Eles serão analisados pela Comissão de Constituição e Justiça e de Cidadania (CCJ) da Câmara em caráter conclusivo, rito de tramitação pelo qual o projeto não precisa ser votado pelo plenário, apenas pelas comissões designadas para analisá-lo, a não ser que haja parecer divergente entre as comissões ou se, depois de aprovado ou rejeitado pelas comissões, houver recurso contra esse rito assinado por pelo menos 51 deputados (10% do total).

A Constituição Federal determina, em seu artigo n° 99, a autonomia administrativa e financeira do Poder Judiciário, o que fez com que os próprios tribunais passassem a custear suas atividades.

Contas de luz, água, papel, informática e a construção de novos prédios, entre outras despesas, passaram a ficar a cargo dos tribunais, que só não arcam com a folha de pagamento de seus servidores, que cabe ao Poder Executivo.

Segundo o desembargador Milton Fernandes de Souza, presidente da Comissão Especial para o Fundo Especial do Tribunal de Justiça do Estado do Rio de Janeiro (TJ-RJ), que trata da gerência desses recursos, a situação do fundo é mais difícil do que se imagina. Em 2009, dos 7.942.334 processos do acervo do TJ-RJ, 5.948.972 estavam incluídos no pacote da justiça gratuita, o que corresponde a 75% do total. Ou seja, o tribunal só teve 25% de arrecadação em processos para pagar as custas de todas as suas atividades, fora outras fontes. Em 2010, de 8.079.710 processos, 6.035.675 foram pela justiça gratuita; e este ano, até o mês de julho, de 8.107.365 processos do acervo, 5.936.026 foram com isenção de custos. Os números foram divulgados em reunião do Fórum Permanente de Direito Tributário da Escola da Magistratura do Estado do Rio de Janeiro (Emerj), na última segundafeira.

De acordo com o presidente da Ordem dos Advogados do Brasil seccional Rio de Janeiro (OAB/RJ), Wadih Damous Filho, presidentes de outras subseções da Ordem disseram que a Defensoria Pública do Rio de Janeiro, principalmente no interior do estado, estava prestando assistência gratuita a pessoas que normalmente não se enquadrariam em critérios mais rígidos de isenção jurídica, pois moravam em boas residências e possuíam carros do ano. Isto, segundo Wadih, estaria gerando uma insatisfação dos advogados, que estariam preocupados com a perda de mercado e com uma desnaturalização da Defensoria Pública, no sentido de prestar assistência jurídica a quem não precisa, o que estaria onerando demais o órgão.

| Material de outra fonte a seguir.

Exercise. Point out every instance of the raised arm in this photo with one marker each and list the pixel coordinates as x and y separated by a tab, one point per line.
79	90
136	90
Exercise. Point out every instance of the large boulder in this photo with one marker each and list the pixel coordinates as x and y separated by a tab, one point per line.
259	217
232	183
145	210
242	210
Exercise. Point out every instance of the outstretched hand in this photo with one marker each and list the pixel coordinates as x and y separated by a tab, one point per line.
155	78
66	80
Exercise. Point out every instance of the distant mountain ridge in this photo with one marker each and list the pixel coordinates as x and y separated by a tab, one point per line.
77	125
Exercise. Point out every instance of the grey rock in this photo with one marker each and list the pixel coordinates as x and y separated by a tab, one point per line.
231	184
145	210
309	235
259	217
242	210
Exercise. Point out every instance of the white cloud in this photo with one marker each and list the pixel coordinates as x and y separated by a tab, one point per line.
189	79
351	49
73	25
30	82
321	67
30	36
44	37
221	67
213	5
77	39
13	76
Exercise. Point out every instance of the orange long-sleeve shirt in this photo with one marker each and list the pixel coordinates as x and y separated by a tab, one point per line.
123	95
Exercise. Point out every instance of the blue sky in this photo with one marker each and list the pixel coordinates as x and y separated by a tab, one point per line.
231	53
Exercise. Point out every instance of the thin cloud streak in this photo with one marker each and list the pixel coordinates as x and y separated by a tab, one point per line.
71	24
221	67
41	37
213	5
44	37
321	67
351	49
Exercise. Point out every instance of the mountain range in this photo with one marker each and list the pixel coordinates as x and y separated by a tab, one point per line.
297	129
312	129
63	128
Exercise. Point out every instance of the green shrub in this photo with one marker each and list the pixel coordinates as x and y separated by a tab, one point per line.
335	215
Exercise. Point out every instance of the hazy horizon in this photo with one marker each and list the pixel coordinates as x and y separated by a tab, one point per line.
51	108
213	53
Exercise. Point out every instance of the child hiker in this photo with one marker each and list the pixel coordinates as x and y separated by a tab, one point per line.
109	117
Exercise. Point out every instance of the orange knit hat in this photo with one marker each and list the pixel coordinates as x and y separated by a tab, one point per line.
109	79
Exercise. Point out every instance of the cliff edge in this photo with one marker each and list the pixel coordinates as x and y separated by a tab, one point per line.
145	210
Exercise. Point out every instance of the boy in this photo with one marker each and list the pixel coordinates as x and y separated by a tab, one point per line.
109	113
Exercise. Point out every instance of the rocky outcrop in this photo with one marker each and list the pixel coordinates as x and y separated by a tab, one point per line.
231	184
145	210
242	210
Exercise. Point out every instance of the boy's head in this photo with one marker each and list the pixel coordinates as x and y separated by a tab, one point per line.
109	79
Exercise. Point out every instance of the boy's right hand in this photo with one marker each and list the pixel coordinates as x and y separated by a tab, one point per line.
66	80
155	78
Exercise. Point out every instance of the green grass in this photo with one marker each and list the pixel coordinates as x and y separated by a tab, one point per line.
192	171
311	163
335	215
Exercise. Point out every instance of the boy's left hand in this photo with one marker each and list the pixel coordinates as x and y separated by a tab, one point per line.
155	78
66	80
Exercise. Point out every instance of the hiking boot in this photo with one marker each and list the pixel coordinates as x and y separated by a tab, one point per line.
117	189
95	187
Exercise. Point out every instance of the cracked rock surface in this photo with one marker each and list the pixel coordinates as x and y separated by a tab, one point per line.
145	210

O cenário levou a Ordem a encaminhar à Defensoria Geral uma proposta mais rígida para regular a gratuidade do serviço, que seria condicionada à inscrição no Cadastro Único, regulamentado pelo Decreto nº 6.135/07 e coordenado pelo Ministério do Desenvolvimento Social e Combate à Fome (MDS). "Talvez, a partir daí, possamos fazer justiça com quem de fato precisa da gratuidade, porque não vai haver mais ônus ou abusos com as demandas teratológicas que hoje chegam", argumentou Wadih.

Para o defensor público geral do estado do Rio de Janeiro, Nilson Bruno Filho, os defensores públicos e o Judiciário já praticam severa avaliação de critérios para a concessão da gratuidade de Justiça, pois não há condições de se atender a todos. Segundo Nilson Bruno, o aumento da procura pela Defensoria Pública se deve, principalmente, por conta do nível técnico de seus funcionários e o cidadão tem o direto de escolher seu defensor, seja ele público ou privado. Além disso, de acordo com o defensor, fixar valores para a avaliação da gratuidade seria andar para trás, já que a nova ordem constitucional caminha no sentido de facilitar o acesso à Justiça.

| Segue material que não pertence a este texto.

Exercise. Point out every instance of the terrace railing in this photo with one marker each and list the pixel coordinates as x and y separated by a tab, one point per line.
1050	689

"Dizer que com a restrição da concessão da gratuidade de Justiça as demandas judiciais diminuirão é no mínimo transferir o ônus das mazelas da máquina pública. Não posso entender como normal botar a conta desse pagamento no menos favorecido. Nos preocupa que toda essa normatização sobre essa formulação de critérios só venha para um lado, porque os ricos têm, por exemplo, sua liberdade provisória muito mais rapidamente avaliada do que os hipossuficientes", argumentou.

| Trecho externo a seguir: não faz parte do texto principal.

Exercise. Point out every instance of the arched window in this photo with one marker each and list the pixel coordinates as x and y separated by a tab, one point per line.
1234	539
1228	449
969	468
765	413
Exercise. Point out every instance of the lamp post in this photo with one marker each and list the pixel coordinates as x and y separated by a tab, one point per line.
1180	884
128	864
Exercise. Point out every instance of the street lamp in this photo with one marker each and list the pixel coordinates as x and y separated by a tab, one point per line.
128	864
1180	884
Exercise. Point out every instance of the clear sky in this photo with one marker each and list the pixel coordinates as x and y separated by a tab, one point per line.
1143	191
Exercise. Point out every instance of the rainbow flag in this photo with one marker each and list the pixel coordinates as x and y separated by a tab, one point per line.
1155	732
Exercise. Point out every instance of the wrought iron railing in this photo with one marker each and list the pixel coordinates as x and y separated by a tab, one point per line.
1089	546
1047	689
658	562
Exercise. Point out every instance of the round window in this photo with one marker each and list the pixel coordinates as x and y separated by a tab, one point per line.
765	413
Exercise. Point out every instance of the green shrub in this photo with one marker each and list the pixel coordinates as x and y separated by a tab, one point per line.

Ainda segundo o defensor público geral do estado do Rio, a tentativa de se estabelecer um salário limite para a obtenção da gratuidade é equivocada, pois "cada caso é um caso". Para ele, uma pessoa pode ganhar bem, mas estar endividada, ou passando por uma situação difícil, sem falar que o custo de vida pode ser mais caro em um lugar do que no outro. "O nosso assistido não procura a Defensoria Pública com um único processo.

Ele tem, algumas vezes, várias ações, seja como autor, seja como réu. É inadmissível que um réu que tenha vários processos contra ele, em comarcas distintas, mas que ganhe cerca de R$ 2 mil por mês (valor superior ao limite estipulado no Projeto de Lei 118/11, de dois salário, ou R$ 1.090), não seja detentor da gratuidade da Justiça", diz Nilson Bruno Filho, que . Segundo ele, essa pessoa ficaria sem defesa. "Isso iria contrariar a Constituição, que determina que o estado entregará à essa pessoa a possibilidade da defesa. O autor do Projeto de Lei 717/11 não tem a mínima noção do que é ser pobre nem o que é Justiça. A Defensoria Pública é a esperança de muitas pessoas", concluiu.